I am still so pissed off about the paint job on the Hebrew Free Loan Association (see my immediately previous post); it is so galling when tiny minds or smug committees pollute the landscape with their witlessness. While I wrote that post, I flipped on the TV and managed to stumble on to The Planet of the Apes. Now, I am not much of a movie buff, though Netflix is allowing me to catch up (also killed some time today watching the hilarious A Shot in the Dark, the second Pink Panther movie), but for whatever reason, I have seen Planet of the Apes 4 or 5 times over the years.

This is a film thematically centered the relationship between religion and rule, often fought ought in a battle between faith and science. It is certainly curious of course that a bare-chested Charlton Heston represents the rebel for science and against faith. It struck me that the scene on the beach relates to my posts on flux and reflux in religion, and for that matter on the relationship between religions and rule that I wrote about in rehashing Constantine.

Dr. Zaius, who is a Jerry Falwell like cynical religious leader throughout most of the film, abruptly turns into a rather nuanced character on the beach. It starts when he says, "There is no contradiction between faith and science ... true science." This is a set-up line that played to rationalist sensibilities rising in public thinking in the 60s because what Zaius actually means is that true science is dictated by faith, not the other way around. So the audience was likely to see this as cynicism. Taylor (Heston) has no space for faith ... what he wants is a rifle and a horse (there are those damned horses again) and a shot at surviving by dint of brains and the quotidien application of reason to problems. Isn't it the more curious how that line about faith and science reads so differently in the present religious revanchism ... now true science is true faith, and butter does not melt in the mouths of those, be they the ludicrous creationists or the craven scientific apologists for religion, who claim that there is no contradiction between faith and reason. Nonsense.

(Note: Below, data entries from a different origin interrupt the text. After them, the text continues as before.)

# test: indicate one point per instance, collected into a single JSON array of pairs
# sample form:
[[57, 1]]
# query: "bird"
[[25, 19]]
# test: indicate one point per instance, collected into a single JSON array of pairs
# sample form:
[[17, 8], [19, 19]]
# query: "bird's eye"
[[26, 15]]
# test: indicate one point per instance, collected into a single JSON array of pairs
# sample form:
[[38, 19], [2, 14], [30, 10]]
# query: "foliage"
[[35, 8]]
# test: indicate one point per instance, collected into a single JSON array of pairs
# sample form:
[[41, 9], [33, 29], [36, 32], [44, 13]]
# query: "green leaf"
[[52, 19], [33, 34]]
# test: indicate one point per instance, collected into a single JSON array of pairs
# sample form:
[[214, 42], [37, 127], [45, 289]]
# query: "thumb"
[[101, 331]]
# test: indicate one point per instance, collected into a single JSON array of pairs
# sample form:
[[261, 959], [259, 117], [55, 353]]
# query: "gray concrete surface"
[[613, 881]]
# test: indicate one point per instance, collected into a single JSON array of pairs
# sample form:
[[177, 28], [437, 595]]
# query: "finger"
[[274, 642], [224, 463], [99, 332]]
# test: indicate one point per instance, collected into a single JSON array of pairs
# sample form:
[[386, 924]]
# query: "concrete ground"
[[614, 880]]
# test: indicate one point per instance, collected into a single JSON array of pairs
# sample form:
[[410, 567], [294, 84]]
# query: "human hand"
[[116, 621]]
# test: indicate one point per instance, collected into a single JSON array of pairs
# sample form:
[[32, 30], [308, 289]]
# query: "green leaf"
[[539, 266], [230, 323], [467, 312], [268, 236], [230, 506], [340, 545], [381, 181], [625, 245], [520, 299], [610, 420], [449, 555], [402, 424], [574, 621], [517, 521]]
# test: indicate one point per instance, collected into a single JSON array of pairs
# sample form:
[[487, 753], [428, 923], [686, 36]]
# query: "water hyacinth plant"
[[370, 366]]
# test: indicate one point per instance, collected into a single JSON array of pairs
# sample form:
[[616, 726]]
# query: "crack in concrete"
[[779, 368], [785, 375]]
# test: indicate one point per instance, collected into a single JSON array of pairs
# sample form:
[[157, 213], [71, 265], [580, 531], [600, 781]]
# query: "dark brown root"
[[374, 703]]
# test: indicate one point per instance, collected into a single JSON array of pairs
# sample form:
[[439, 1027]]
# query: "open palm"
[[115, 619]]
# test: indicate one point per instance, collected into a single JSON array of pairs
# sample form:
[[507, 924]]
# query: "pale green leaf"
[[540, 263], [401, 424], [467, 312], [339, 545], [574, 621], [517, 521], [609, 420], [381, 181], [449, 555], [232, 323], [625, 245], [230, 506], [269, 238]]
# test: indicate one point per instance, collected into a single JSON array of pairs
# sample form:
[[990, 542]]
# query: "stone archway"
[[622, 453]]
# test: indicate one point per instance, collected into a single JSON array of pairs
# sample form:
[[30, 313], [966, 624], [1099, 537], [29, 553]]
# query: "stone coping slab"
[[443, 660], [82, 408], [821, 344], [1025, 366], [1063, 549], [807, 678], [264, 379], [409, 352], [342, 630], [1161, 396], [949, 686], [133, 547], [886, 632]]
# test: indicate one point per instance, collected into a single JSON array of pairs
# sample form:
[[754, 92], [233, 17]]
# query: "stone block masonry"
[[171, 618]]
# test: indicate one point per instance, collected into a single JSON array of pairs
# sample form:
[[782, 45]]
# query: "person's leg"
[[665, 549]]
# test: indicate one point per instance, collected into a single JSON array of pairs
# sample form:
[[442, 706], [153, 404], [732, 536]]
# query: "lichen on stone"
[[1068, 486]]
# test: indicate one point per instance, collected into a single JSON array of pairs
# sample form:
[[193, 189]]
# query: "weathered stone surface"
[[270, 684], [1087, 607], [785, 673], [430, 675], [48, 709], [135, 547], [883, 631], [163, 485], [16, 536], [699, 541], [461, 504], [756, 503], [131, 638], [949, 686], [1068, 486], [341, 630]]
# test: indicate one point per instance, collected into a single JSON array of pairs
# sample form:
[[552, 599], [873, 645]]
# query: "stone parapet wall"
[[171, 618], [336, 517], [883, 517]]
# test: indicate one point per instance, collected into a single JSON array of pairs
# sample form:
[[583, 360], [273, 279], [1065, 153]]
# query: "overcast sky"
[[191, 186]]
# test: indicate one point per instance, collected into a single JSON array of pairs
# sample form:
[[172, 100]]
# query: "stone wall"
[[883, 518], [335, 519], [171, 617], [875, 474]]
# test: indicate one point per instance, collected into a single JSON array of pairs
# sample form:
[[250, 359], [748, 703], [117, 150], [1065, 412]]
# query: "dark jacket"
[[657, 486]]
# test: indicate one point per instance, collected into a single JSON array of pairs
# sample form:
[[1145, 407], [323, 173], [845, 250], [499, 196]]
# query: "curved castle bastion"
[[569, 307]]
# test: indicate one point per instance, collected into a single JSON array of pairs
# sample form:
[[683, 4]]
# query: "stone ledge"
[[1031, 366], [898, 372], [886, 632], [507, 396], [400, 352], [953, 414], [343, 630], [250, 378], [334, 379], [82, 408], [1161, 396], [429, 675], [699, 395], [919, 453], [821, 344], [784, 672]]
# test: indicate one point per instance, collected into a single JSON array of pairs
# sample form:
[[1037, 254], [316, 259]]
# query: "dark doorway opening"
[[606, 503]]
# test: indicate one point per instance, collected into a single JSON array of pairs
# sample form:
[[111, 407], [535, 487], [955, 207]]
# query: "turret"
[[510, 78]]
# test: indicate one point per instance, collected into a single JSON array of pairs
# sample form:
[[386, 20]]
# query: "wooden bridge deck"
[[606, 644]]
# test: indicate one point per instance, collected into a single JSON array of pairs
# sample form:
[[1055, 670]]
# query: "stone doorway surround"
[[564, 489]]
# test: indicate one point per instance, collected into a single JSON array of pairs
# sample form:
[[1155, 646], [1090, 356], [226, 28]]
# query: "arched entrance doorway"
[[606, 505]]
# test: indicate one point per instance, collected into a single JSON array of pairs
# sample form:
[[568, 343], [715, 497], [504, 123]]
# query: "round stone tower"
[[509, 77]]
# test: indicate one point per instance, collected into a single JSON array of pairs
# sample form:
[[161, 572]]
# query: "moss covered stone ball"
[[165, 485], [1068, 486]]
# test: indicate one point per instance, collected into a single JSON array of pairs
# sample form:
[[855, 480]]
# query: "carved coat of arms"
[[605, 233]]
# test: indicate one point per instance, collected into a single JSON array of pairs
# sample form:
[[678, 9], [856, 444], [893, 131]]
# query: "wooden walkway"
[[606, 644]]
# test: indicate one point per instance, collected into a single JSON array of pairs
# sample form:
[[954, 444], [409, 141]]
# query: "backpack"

But, as I say, this is a set-up line in the movie for a consideration of the role of religion. Remember that Zaius is the villain, and yet he argues that religion alone can prevent people (or apes, as it were) from enacting their worst instincts ... that without religion's deliberate suppression of knowledge, the worst instincts would come to the fore. Again, it is Moses ... I mean Charlton ... who snorts at this argument, only to learn the truth of it when he finds the shattered Statue of Liberty in the sands shortly thereafter. So the flux and reflux in the scene ... between Zaius as villain and Zaius as prophet ... mirrors the flux and reflux in the world between resurgent reason and the flight into faith.

Zaius ends up looking rather better than one might have expected as he threatens people with trials for heresy. I had to snort when the penalty was determined to be two years ... real religious history finds that the penalty for heresy is typically a horrible death or exile. Zaius's rehabilitation, however, stems from one of the most noxious of the religious claims ... not that they alone have truth, but that they alone have morality and depth of insight ... a brash rebel like Taylor cannot see that the fat establishment is protecting him when it denies him his freedom. So in his moment of subtlty, Zaius actually shows that he has harnessed his insights to repression and authoritarianism. That's theology for ya.

I'll try to come back to the question of religion and rule after I walk the dog.